There are two reasons why the UN’s Sustainable Development Goals are being securitized – 1) the hard lessons learned while implementing the Millennium Development Goals, and 2) a growing conviction that sustainable development and security are inextricably linked.
The United Nations’ blueprints for the upcoming Sustainable Development Goals (SDGs) reveal an interesting trend. Whereas the Millennium Development Goals (MDGs) focused exclusively on development initiatives, the SDGs look set to interweave security into what was once solely a development sphere with the inclusion of objectives that seek to secure supply chains, end poaching and protect infrastructure. This shift reflects lessons learned from 15 years of implementing the MDGs and, even more so, broader global trends to integrate security and development initiatives.

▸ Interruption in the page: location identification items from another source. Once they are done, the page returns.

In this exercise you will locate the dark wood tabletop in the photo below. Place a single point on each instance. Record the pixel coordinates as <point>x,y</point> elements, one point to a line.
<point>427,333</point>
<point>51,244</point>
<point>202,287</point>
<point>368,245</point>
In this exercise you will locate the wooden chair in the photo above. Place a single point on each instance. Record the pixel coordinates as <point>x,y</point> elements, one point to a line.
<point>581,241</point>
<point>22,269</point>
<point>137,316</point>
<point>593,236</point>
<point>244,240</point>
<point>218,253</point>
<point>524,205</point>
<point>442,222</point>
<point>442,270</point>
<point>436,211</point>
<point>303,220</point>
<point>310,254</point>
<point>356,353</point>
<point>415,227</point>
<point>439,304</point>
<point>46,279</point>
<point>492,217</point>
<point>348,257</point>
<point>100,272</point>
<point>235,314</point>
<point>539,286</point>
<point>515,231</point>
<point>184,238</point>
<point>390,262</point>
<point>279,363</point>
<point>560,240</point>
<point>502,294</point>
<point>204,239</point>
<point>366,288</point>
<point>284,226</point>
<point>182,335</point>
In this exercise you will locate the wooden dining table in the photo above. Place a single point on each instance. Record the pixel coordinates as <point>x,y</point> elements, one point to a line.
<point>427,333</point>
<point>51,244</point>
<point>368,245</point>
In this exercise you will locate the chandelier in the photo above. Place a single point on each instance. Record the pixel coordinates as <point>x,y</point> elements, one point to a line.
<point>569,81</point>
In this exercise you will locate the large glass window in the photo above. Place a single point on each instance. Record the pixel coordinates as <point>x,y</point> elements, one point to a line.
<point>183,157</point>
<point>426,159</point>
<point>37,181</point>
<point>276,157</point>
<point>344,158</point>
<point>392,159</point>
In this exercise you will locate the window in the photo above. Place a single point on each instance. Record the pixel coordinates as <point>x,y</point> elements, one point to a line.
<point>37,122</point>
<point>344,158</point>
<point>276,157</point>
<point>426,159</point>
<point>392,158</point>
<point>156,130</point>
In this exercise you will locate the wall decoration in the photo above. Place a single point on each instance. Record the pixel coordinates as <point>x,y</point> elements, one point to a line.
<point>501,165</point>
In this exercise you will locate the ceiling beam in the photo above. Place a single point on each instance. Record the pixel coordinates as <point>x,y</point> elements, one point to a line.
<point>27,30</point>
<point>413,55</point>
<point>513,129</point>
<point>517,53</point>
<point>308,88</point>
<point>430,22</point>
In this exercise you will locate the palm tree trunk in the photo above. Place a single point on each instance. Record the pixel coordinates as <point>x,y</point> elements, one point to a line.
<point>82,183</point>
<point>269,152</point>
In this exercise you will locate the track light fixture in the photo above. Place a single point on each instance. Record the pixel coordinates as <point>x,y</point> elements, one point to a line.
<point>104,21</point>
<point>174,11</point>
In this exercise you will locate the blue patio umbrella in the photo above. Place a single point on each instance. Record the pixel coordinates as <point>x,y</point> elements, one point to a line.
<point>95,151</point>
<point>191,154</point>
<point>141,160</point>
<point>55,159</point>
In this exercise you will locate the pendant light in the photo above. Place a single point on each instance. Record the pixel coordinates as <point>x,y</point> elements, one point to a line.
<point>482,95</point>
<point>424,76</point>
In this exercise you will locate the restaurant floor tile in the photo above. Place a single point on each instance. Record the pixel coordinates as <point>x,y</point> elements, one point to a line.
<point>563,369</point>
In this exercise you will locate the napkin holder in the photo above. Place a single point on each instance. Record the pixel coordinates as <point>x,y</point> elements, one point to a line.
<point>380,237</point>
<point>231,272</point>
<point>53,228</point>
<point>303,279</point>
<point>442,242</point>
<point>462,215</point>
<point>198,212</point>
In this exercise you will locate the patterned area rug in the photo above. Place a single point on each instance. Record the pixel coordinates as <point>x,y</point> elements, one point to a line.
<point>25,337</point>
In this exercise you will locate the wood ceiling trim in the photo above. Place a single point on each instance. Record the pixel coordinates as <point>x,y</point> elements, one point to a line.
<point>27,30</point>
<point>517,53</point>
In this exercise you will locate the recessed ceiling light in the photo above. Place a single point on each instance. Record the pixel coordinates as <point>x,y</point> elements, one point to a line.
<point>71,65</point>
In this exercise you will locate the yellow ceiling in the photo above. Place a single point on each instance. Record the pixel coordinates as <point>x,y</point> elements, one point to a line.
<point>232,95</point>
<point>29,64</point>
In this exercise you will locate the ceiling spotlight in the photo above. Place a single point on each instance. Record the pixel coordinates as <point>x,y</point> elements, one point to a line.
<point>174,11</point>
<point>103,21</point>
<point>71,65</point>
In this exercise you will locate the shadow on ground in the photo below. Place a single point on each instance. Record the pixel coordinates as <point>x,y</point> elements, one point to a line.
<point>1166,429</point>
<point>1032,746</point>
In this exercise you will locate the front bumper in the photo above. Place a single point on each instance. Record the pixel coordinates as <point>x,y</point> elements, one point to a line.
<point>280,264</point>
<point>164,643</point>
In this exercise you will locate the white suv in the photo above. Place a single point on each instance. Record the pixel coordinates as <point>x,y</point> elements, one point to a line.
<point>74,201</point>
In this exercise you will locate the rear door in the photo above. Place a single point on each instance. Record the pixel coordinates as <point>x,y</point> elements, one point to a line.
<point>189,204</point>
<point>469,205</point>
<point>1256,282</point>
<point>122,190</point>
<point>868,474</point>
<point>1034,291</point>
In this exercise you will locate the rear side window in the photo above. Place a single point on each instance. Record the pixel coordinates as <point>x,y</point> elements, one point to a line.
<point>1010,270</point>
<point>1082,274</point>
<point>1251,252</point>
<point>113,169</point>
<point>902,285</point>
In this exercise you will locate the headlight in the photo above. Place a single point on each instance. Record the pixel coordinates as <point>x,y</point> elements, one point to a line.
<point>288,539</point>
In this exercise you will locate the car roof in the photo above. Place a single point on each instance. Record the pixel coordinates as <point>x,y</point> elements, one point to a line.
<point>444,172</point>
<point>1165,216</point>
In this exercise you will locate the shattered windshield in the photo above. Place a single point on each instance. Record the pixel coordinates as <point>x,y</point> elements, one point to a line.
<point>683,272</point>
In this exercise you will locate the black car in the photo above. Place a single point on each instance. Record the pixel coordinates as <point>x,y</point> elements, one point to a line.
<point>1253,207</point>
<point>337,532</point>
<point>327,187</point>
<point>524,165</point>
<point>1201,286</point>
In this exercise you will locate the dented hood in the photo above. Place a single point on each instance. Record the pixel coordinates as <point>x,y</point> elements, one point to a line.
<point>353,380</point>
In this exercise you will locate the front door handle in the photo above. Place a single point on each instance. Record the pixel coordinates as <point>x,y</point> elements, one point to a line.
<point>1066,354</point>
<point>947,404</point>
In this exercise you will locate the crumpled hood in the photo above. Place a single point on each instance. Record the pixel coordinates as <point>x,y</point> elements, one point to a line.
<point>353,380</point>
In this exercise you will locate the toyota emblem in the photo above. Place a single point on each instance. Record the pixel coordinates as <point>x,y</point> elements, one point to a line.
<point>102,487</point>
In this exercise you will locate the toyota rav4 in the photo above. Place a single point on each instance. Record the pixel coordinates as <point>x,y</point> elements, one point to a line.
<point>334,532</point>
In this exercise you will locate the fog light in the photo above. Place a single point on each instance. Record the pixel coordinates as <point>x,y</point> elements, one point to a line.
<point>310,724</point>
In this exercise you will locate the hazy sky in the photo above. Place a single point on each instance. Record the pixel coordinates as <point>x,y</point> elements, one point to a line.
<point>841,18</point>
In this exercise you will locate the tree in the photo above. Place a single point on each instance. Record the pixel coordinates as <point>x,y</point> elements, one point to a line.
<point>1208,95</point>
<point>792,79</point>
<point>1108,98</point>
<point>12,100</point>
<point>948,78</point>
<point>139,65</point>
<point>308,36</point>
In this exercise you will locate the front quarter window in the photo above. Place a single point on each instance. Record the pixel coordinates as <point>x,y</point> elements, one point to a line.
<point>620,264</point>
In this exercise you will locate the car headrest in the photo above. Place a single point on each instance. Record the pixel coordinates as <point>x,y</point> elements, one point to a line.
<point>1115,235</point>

Since their implementation in 2000, the MDGs have produced significant results, notably in reducing world poverty by 50 percent. Significant roadblocks have also been encountered, especially in enacting change in unstable and conflict-ridden parts of the world. In fact, the MDGs’ successes and struggles can be directly correlated with the security of the regions in which they’re operating. The World Bank’s 2011 World Development Report notes that “no low-income, fragile or conflict-affected country has yet to achieve a single United Nations Millennium Development Goal.” This intrinsic link between security and development has led the international development community writ large to realize that their singular capacity to alleviate poverty is greatly reduced, and that the need to work across sectors is greater than ever.